Wet Collodion: Invented in 1853, this process created a negative, thus allowing duplication of copies. It was a 'wet' process, meaning that the plate had to be exposed just after it had been coated with the photographic mixture, and then developed while still wet. An excellent process in regards to quality, it was in use for over 20 years, including by Saunders and Thomson. One of its drawbacks was its incapacity to catch movement which forced all scenes into being posed.

Negative: A negative is the source image produced by the camera, from which positive will be printed, generally on paper.

Albumen Paper: Egg white was used in the fabrication of the emulsion coating the paper, hence the name. Very thin, this paper offered an excellent image definition and was used beyond 1900.

Silver Gelatin: This process brought a major improvement to photography, the capture of moving objects. The basis for modern film photography, it gradually replaced wet collodion in China during the late 1870s - early 1880s. The plates were manufactured industrially, whcih was also an improvement. First used on glass plates, the process was also used with rollfilm from the late 1880s on.

Portable Camera: This is named in opposition to the older tripod camera. Allowing field photography and much less conspicuous than the tripods, they were ideal for stealing images and made a significant difference in the recording of executions.

Industrial Printing Papers: Contrary to the albumen paper which was for a long time coated by the photographer before use, the c. 1900 printing papers could be bought ready for use. Unfortunately, some processes were not long-lasting and the images have since severely faded.

Stereoscopic Cameras: Taking two views simultaneously on the same plate, the stereos create a 3-dimensional effect. A very successful brand in the early 1900s was the Vérascope Richard. It was used to record lingchi executions.

Loading Chamber: Allowed the photographer to use several plates without re-loading his camera. Typically held 6 or 12 plates.

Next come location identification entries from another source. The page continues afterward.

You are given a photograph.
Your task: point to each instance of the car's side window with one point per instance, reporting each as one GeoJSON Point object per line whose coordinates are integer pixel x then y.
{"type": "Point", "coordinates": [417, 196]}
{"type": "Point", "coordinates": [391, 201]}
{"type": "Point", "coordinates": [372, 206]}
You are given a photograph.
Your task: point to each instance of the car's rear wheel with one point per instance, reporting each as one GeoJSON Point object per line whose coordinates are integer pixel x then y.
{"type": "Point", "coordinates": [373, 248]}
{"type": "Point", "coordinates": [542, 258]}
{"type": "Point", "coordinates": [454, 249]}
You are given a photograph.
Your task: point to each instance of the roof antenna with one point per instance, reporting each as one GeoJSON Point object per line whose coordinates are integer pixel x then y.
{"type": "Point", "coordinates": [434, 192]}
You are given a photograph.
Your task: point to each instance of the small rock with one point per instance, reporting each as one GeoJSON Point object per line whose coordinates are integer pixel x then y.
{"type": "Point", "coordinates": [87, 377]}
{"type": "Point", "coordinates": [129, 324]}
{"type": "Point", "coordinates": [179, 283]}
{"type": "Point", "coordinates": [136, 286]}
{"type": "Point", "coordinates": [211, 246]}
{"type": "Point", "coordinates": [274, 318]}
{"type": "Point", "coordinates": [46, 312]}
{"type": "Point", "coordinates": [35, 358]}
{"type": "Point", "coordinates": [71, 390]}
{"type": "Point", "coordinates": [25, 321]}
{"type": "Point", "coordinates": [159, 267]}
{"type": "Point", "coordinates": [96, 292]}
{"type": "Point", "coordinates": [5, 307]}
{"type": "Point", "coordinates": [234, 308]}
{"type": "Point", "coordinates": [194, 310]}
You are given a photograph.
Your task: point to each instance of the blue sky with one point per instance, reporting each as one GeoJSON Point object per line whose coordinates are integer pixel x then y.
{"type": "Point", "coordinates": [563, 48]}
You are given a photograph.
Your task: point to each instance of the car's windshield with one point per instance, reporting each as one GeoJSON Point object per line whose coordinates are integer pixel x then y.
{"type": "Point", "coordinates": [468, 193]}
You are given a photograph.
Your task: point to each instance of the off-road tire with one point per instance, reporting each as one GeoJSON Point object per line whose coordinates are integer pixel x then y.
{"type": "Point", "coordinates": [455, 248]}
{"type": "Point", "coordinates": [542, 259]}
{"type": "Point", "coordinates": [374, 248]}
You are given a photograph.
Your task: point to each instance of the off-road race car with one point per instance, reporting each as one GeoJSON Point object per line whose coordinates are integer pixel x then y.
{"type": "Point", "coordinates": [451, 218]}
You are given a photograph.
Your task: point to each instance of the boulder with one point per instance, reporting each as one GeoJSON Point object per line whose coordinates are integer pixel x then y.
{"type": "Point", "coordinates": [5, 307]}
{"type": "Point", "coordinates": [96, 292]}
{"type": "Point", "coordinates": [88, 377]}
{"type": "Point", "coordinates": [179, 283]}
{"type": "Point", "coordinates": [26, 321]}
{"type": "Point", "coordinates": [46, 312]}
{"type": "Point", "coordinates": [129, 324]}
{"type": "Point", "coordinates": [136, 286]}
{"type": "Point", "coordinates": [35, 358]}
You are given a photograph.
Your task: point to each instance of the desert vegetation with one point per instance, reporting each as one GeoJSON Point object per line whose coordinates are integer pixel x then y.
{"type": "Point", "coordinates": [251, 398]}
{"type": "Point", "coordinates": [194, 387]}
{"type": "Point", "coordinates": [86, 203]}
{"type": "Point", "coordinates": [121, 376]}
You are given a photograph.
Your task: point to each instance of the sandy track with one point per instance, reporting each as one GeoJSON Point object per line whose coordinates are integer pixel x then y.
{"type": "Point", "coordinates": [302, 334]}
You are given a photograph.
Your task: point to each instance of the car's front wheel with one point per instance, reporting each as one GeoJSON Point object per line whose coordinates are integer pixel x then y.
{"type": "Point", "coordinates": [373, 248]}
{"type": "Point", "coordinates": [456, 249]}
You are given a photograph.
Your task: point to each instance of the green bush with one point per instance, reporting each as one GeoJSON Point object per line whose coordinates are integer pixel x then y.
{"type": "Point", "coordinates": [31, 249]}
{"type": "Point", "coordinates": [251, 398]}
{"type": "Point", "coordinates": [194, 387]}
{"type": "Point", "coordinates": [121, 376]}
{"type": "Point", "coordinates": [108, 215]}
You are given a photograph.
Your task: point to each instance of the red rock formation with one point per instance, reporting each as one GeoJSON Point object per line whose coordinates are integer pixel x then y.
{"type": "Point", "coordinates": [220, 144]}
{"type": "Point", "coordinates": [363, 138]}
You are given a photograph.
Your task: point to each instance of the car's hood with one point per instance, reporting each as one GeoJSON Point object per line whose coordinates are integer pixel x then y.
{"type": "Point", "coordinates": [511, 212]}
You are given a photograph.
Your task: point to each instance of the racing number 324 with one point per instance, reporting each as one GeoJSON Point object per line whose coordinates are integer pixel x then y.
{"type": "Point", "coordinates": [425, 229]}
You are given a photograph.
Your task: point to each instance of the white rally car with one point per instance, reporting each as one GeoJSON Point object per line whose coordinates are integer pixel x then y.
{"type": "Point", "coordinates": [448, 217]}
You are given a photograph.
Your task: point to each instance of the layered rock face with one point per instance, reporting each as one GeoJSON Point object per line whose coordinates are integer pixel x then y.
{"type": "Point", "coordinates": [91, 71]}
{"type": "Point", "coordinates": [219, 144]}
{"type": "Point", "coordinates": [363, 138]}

Very important in the shooting the various stages of an execution, like the lingchi.

Glass Slides:
The negative is printed on another glass plate, creating a positive image which can be viewed with a projector or by transparency.

Color Photography:
A preoccupation almost as old as photography itself, color photography only became a reality with the Lumière Brothers' autochrome process in 1904. The plates were not negative, but became a glass slide on development.